Pompano Beach, FL 33073
954-957-9293

http://www.tobaccoworldcigars.com


----------



## mrbl8k (Jan 4, 2007)

TWCigarsFL said:


> Here's your reminder to attend the Rocky Patel event at Tobacco World on Saturday, March 10, 2007. Come meet Rocky Patel, get deals on all of his cigar lines, eat, drink and have a good time with us.
> 
> Tobacco World Inc.
> 4640 N. Powerline Rd.
> ...


Man do I wish I could be there for this one Gonna be awesome!:ss


----------



## TWCigars (Sep 15, 2005)

Just wanted to add that Joe Gannascoli (Vito from the Sopranos) has been confirmed to attend with Rocky Patel.


----------



## TWCigars (Sep 15, 2005)

SPECIALS WE WILL OFFER DURING EVENT... 

Buy a 10 pack of Olde World Reserve & get 3 free Sun Grown’s and become eligible to purchase a Rocky Patel torch lighter for $11.00 ($50 value). 

Buy a 20 pack of Edge Toro or Torpedo, receive 3 free Sun Grown’s & an RP torch lighter ($50 value). 

Buy any other box of Rocky Patel’s, receive 5 free Sun Grown’s & an RP torch lighter ($50 value). 

ALSO, buy any RP (now through 3/10) cigar and become eligible to win an 150 count limited edition humidor ($1,000 value). You will receive a raffle ticket for every Rocky Patel cigar you purchase..


----------



## CobraSkip (Sep 8, 2005)

I plan on being there, any other of the Florida gang planning on making an appearence?


----------



## Blueface (May 28, 2005)

CobraSkip said:


> I plan on being there, any other of the Florida gang planning on making an appearence?


Does a bear chit in the woods?

We are all ganging up there.
Should be a complete South Florida Crew showing.


----------



## Blueface (May 28, 2005)

TWCigarsFL said:


> Just wanted to add that Joe Gannascoli (Vito from the Sopranos) has been confirmed to attend with Rocky Patel.
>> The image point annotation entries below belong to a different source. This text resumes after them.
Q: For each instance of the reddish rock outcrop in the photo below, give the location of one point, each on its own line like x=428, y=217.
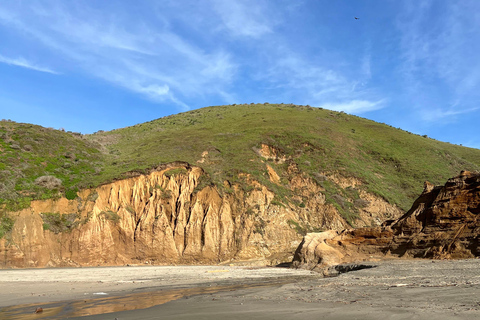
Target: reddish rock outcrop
x=442, y=224
x=170, y=217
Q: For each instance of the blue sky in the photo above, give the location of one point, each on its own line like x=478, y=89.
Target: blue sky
x=99, y=65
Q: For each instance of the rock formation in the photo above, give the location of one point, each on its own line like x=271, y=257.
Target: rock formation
x=169, y=216
x=442, y=224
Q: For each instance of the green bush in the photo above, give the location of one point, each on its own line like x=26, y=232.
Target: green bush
x=6, y=225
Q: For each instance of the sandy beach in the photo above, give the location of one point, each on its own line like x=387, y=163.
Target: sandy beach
x=402, y=289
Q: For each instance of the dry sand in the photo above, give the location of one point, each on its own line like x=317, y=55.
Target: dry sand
x=402, y=289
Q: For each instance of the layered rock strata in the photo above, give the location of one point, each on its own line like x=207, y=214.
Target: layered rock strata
x=442, y=224
x=170, y=217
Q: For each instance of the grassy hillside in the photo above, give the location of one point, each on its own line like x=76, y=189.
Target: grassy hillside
x=391, y=162
x=29, y=152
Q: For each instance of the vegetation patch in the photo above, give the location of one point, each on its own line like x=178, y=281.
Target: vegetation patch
x=59, y=223
x=6, y=225
x=391, y=163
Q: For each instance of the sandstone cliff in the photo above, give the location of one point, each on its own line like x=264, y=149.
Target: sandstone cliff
x=442, y=223
x=169, y=217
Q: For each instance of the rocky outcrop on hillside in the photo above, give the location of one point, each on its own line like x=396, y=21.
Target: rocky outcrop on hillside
x=170, y=216
x=442, y=224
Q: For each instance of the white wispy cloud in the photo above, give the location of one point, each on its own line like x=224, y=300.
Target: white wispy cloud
x=21, y=62
x=439, y=57
x=145, y=57
x=355, y=106
x=244, y=18
x=437, y=114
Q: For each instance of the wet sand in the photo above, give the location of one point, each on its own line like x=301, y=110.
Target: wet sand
x=420, y=289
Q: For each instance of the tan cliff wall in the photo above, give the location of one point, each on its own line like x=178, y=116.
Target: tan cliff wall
x=166, y=218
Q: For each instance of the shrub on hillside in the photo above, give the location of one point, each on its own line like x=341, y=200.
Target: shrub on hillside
x=49, y=182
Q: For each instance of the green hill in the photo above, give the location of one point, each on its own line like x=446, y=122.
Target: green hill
x=391, y=162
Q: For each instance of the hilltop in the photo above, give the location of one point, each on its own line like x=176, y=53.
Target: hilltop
x=226, y=141
x=217, y=184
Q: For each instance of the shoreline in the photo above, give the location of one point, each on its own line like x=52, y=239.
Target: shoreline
x=397, y=289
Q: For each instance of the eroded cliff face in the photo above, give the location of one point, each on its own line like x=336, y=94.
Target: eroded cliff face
x=442, y=223
x=166, y=217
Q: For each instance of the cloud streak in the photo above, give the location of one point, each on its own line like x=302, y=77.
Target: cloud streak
x=439, y=61
x=21, y=62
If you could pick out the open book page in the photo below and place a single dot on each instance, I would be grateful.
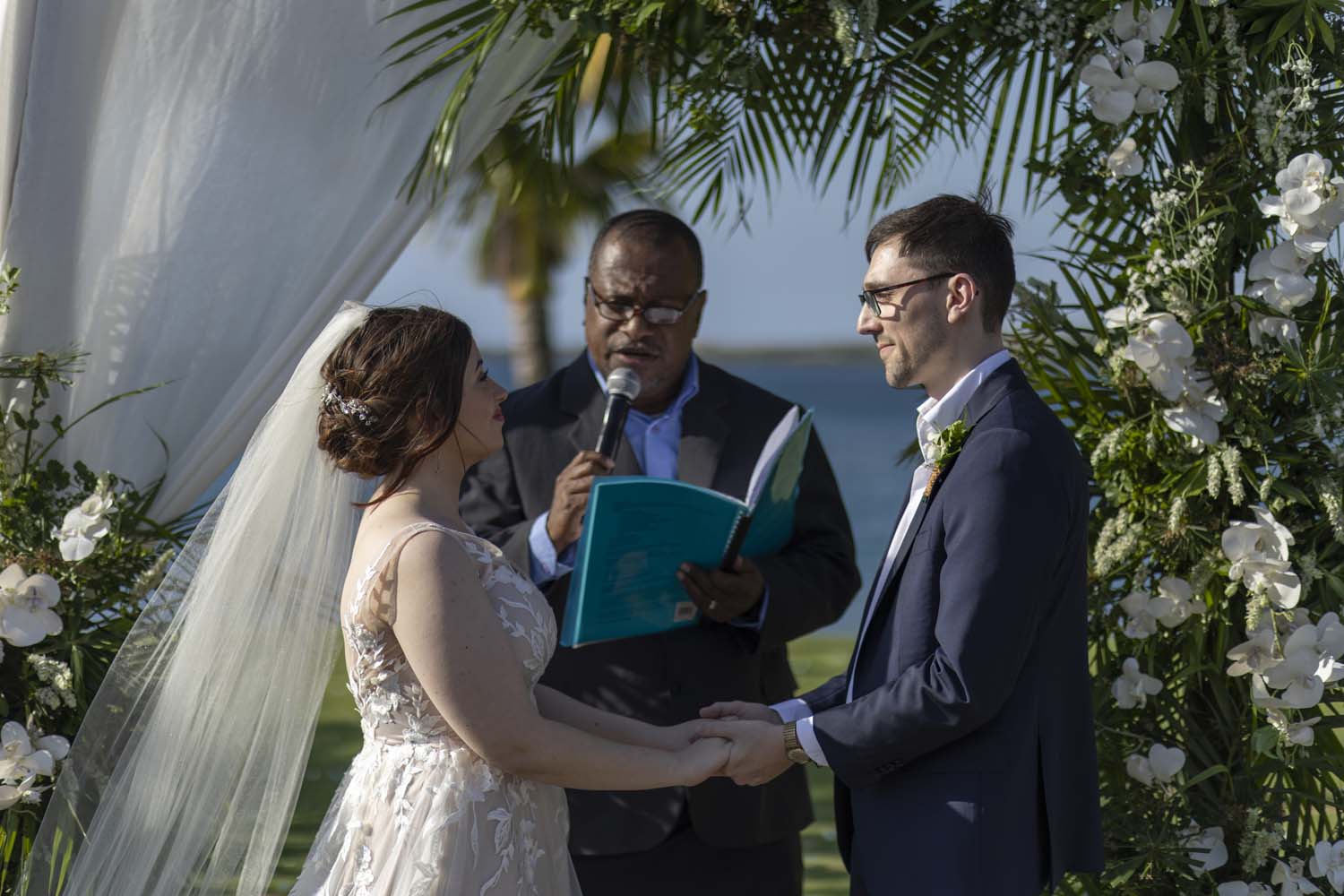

When I spoke to Kris a couple of weeks ago, he mentioned Christopher (Michael Imperiale) might also be showing up with Joe.
Any chance?

I hope Joe has his anti flash contact lenses on cause we are taking pictures and posting on CS!


----------



## imthegoal (Jul 29, 2006)

Lord knows I would be there if I was back at home. Light a few up for me as well Carlos. Might be a good thing I cant go by there because of the cash I would have dropped on RPs just to increase my odds for that humidor. Heres hoping its a fellow BOTL who wins it.


----------



## madurofan (Sep 8, 2005)

Woo Hoo....

Herf....

Who else is going to make it?


----------



## Blueface (May 28, 2005)

madurofan said:


> Woo Hoo....
> 
> Herf....
> 
> Who else is going to make it?


Mike, Al, Andrew, Skip, me.
Ron claims he will get there for a while.
Haven't heard from Marc.
Left him a couple of messages but MIA.
Nelson can't make it.


----------



## Blueface (May 28, 2005)

BUMP!!!

OK guys, list yourselves.

Attendees that have confirmed:
Blueface
Blueface's Dad
Blueface's Son (Carlito's Way)
Atlharp
Harryculo
Made in Dade
Cobraskip
Madurofan

Confirmed but remains to be seen:
Ron1YY (AKA - I'll call you back in 20 minutes)

Who else is going?
Need to know.
You know I don't travel empty handed.
Aside from that, I have 5x7's of "Vito" and want to make sure I bring enough of them for all for those that may want an autograph. Will bring camera so we can post a group shot of us and Joe "Vito" on CS.
Hey, fogedaboud it.


----------



## snkbyt (Jun 22, 2006)

Blueface said:


> BUMP!!!
> 
> OK guys, list yourselves.
> 
> ...


----------



## imthegoal (Jul 29, 2006)

Damn you guys are killing me here. Well I am hosting a herf over here in the sandbox for about 10 guys tomorrow. Draggin the cooler out with me and not letting anyone smoke any of their own sticks.


----------



## Ron1YY (Mar 3, 2005)

BUMP!!!

OK guys, list yourselves.

Attendees that have confirmed:
Blueface
Blueface's Dad
Blueface's Son (Carlito's Way)
Atlharp
Harryculo
Made in Dade
Cobraskip
Madurofan
SNKBYT
I'll call you back in 20 minutes will be there!!!!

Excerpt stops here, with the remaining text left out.